Defaults and controls:
- Search terms are converted to Gradcracker role slugs, such as
software systemstosoftware-systems. - Defaults include
web-developmentandsoftware-systems. GRADCRACKER_MAX_JOBS_PER_TERMcontrols the per-term cap.GRADCRACKER_HTTP_DETAIL_CONCURRENCYcontrols concurrent detail-page fetches. The default is2.GRADCRACKER_HTTP_REQUEST_DELAY_MScontrols the minimum delay between HTTP request starts. The default is1000.JOBOPS_SKIP_APPLY_FOR_EXISTING=1andJOBOPS_EXISTING_JOB_URLS_FILEare still honored by the browser fallback.GRADCRACKER_FORCE_BROWSER=1forces the legacy Playwright/Crawlee path.GRADCRACKER_DISABLE_BROWSER_FALLBACK=1returns the HTTP scraper result directly if the fast path is blocked.
Implementation flow:
- Build search URLs from UK regions and role terms.
- Fetch list pages and parse
article[wire:key]job cards. - Fetch detail pages for new jobs only.
- Extract
.body-contentdescription text. - Decode Gradcracker
/out/...apply URLs from theuquery parameter. - Reuse saved Cloudflare clearance cookies from the headed solve flow on the HTTP retry.
- Fall back to Playwright/Crawlee only when the HTTP path cannot proceed.
Common problems
Gradcracker does not return jobs
- Confirm the selected country is United Kingdom.
- Try Gradcracker-specific terms such as
software systems,web development, ordata science. - Lower the run budget if a term is too broad and you only need the newest listings.

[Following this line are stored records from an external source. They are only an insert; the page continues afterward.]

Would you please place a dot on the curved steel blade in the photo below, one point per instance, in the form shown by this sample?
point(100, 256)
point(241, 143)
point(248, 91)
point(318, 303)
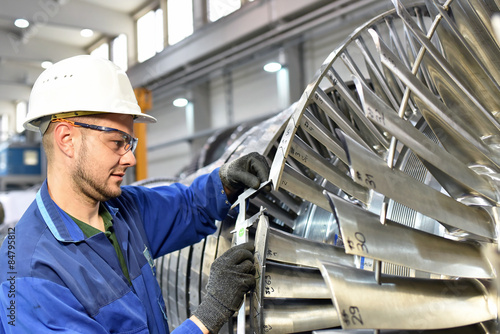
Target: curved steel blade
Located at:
point(363, 235)
point(405, 303)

The HTTP scraper is blocked
- Leave browser fallback enabled so the extractor can use the existing Playwright/Crawlee challenge handling.
- When the app opens a challenge browser, complete the challenge and wait for the solver to save a
cf_clearancecookie. The next HTTP retry uses that saved cookie and the same browser user agent. - Set
GRADCRACKER_FORCE_BROWSER=1when you specifically need to debug the legacy browser flow.
Apply links stay on Gradcracker
- Some listings may not expose a decodable
/out/...target. - The extractor still stores the Gradcracker job URL, so those postings remain usable even when the final application URL is unavailable.